Future Tense

FBI Investigates 11 Optic Cable Cut Incidents Around San Francisco

Cord cutters aren’t just millenials with streaming subscriptions.

Photo from leo_photo/Shutterstock

We all experience frustrating Internet outages at home and work, but they’re not usually caused by a total connectivity blackout. Over the last year, though, different parts of the broader San Francisco Bay Area have lost Internet service because someone cut vital fiber-optic cables. And now the FBI is on it.

Reuters reports that the latest incident occurred on Tuesday in the suburbs of Sacramento, California, where one or more perpetrators clipped three important cables. Wave Broadband spokesman Mark Peterson told Reuters that the fiber was cut at 4:20 a.m. local time and that the company is working on repairs to restore connectivity. Wave is a customer of Level 3 Communications and Zayo Group Holdings Inc., which own the cables.

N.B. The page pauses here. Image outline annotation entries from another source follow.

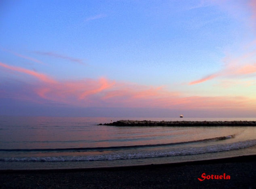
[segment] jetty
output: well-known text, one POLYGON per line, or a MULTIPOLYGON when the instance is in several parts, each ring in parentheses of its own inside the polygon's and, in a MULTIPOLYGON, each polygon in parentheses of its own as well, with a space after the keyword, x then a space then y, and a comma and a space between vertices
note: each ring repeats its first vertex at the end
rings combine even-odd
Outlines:
POLYGON ((115 126, 256 126, 256 121, 161 121, 144 120, 119 120, 109 123, 100 123, 98 125, 115 126))

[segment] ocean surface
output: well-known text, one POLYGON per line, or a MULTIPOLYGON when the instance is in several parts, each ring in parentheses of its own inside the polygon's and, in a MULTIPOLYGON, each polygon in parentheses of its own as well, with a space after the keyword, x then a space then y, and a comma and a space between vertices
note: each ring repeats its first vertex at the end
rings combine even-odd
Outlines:
POLYGON ((97 125, 121 119, 255 121, 256 118, 0 116, 0 169, 112 167, 256 154, 256 127, 97 125))

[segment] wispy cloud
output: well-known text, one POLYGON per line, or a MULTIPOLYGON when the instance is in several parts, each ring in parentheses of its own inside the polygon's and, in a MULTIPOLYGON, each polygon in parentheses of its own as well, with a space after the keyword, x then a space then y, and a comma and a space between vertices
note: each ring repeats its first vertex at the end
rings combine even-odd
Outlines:
POLYGON ((32 62, 35 62, 39 63, 40 64, 44 64, 42 62, 42 61, 41 61, 40 60, 38 60, 36 59, 36 58, 32 58, 32 57, 30 57, 29 56, 25 56, 23 55, 22 54, 19 54, 19 53, 17 53, 17 52, 14 52, 13 51, 11 51, 11 50, 7 50, 6 49, 4 49, 2 48, 0 48, 0 49, 1 49, 1 50, 3 50, 4 51, 5 51, 5 52, 9 52, 10 53, 11 53, 11 54, 14 54, 14 55, 15 55, 16 56, 18 56, 19 57, 22 58, 24 58, 24 59, 27 59, 27 60, 31 60, 31 61, 32 61, 32 62))
POLYGON ((13 71, 15 71, 33 76, 39 80, 45 82, 50 83, 56 83, 56 81, 54 81, 53 79, 47 75, 42 73, 38 73, 34 71, 28 70, 20 67, 9 66, 1 62, 0 62, 0 66, 13 71))
POLYGON ((214 74, 204 77, 200 79, 189 83, 189 85, 194 85, 218 77, 233 77, 239 78, 241 76, 254 77, 256 73, 256 51, 246 53, 237 58, 226 57, 223 69, 214 74))
POLYGON ((34 52, 35 53, 36 53, 38 54, 41 54, 42 55, 47 56, 51 56, 53 57, 61 58, 63 59, 67 60, 71 62, 74 62, 78 63, 81 64, 85 64, 83 62, 82 60, 77 58, 70 56, 68 56, 65 55, 61 55, 55 53, 53 52, 43 52, 41 51, 34 51, 34 52))
POLYGON ((87 18, 85 19, 85 21, 88 22, 88 21, 90 21, 93 20, 97 20, 97 19, 102 19, 102 18, 105 18, 107 16, 105 15, 97 15, 95 16, 93 16, 92 17, 90 17, 87 18))
MULTIPOLYGON (((255 27, 256 26, 255 25, 256 21, 256 2, 251 0, 249 2, 249 3, 247 4, 248 6, 246 7, 246 7, 245 8, 248 10, 248 12, 250 11, 251 16, 250 18, 248 18, 247 21, 249 22, 252 21, 254 23, 253 27, 255 27)), ((223 3, 222 2, 218 2, 218 3, 220 4, 223 3)), ((227 5, 225 6, 226 6, 227 5)), ((235 7, 235 8, 237 8, 237 6, 235 7)), ((228 8, 230 9, 231 8, 228 8)), ((232 10, 232 11, 234 12, 235 12, 235 10, 232 10)), ((189 84, 199 83, 219 77, 233 77, 236 79, 241 77, 254 77, 256 74, 256 50, 255 49, 256 42, 255 38, 253 39, 250 42, 246 43, 247 43, 247 45, 245 46, 243 46, 243 49, 242 49, 242 48, 241 47, 238 47, 238 49, 240 49, 239 50, 237 50, 237 52, 233 53, 233 54, 226 55, 223 60, 224 63, 223 69, 199 79, 190 82, 189 84), (244 48, 246 49, 244 49, 244 48), (238 53, 239 53, 240 55, 237 57, 237 55, 238 53)))

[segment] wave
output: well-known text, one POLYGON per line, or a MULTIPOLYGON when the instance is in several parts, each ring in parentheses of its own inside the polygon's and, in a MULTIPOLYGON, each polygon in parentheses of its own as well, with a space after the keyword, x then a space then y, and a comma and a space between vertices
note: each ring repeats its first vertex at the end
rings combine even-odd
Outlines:
POLYGON ((106 147, 78 147, 67 148, 42 148, 26 149, 0 149, 0 152, 86 152, 89 151, 104 151, 109 150, 124 150, 147 147, 155 147, 167 145, 184 144, 196 142, 207 142, 225 140, 234 138, 236 134, 229 135, 224 137, 218 137, 209 139, 188 141, 185 142, 167 143, 164 144, 146 144, 144 145, 133 145, 119 146, 109 146, 106 147))
POLYGON ((60 156, 50 157, 6 158, 0 158, 5 162, 72 162, 113 160, 191 155, 238 150, 256 145, 256 139, 237 142, 230 144, 212 145, 204 147, 176 149, 171 151, 154 151, 128 153, 112 154, 87 156, 60 156))

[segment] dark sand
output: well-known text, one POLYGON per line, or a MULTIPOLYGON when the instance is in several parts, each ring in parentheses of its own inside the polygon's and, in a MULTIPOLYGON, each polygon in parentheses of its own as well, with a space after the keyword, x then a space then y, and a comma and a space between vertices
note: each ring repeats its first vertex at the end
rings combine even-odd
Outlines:
POLYGON ((110 168, 0 170, 0 188, 256 189, 256 155, 110 168), (199 181, 206 174, 230 180, 199 181))

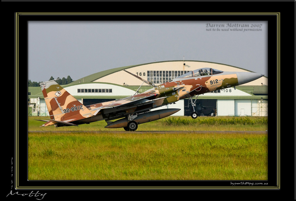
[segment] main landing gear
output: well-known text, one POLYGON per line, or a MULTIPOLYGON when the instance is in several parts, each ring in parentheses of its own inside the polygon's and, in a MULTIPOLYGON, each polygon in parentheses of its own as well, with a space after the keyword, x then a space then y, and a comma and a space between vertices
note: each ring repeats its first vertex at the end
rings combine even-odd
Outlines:
MULTIPOLYGON (((191 102, 191 105, 192 106, 192 107, 193 108, 193 112, 191 113, 191 117, 193 119, 196 119, 197 117, 197 113, 195 112, 195 109, 194 108, 194 107, 195 106, 195 102, 196 102, 196 100, 197 99, 197 97, 198 97, 198 95, 197 95, 196 98, 195 99, 195 100, 194 101, 194 102, 193 102, 192 100, 192 97, 189 97, 189 99, 190 100, 190 102, 191 102)), ((188 102, 188 107, 189 107, 189 102, 188 102)))
POLYGON ((123 129, 126 131, 134 131, 138 128, 138 124, 134 121, 131 121, 128 123, 128 126, 124 127, 123 129))
POLYGON ((128 125, 126 127, 124 127, 123 129, 126 131, 134 131, 138 128, 138 124, 133 120, 138 117, 138 114, 136 113, 132 114, 129 115, 128 116, 128 119, 130 121, 128 123, 128 125))

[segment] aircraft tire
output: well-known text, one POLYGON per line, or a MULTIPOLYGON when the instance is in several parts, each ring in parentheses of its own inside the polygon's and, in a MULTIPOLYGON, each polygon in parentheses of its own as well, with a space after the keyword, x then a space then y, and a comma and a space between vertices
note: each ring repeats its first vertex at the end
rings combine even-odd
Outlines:
POLYGON ((128 124, 127 128, 128 130, 134 131, 138 128, 138 124, 134 121, 131 121, 128 124))
POLYGON ((193 112, 191 113, 191 117, 192 119, 196 119, 197 117, 197 113, 195 112, 193 112))

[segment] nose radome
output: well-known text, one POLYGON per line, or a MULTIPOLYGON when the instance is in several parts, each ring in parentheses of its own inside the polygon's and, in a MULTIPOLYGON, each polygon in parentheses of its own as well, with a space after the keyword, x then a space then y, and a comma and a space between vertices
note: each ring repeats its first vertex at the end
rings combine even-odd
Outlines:
POLYGON ((264 76, 263 74, 249 72, 237 72, 237 75, 239 85, 250 82, 264 76))

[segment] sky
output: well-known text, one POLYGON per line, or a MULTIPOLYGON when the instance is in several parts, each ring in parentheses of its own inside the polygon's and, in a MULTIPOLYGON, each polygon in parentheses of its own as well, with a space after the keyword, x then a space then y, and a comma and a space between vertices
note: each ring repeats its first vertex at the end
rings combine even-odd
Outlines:
POLYGON ((199 61, 267 74, 265 21, 36 21, 28 23, 28 79, 73 81, 114 68, 199 61))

FBI Special Agent Greg Wuthrich told USA Today that this rash of attacks started on July 6, 2014, if not earlier. “When it affects multiple companies and cities, it does become disturbing,” he said.

The incidents show how easy it is to compromise Internet infrastructure, leaving whole regions without connectivity. Sometimes cable cuts happen innocuously, like the rig accident in Denver, Colorado, that caused a Comcast outage in May. But malicious cuts have been happening, too. In February, a large swath of Arizona lost CenturyLink Internet, land-line, and cell phone service for several hours because of “vandals,” according to CBS News.

Cord-cutting, alas, isn’t just for cable TV defectors anymore.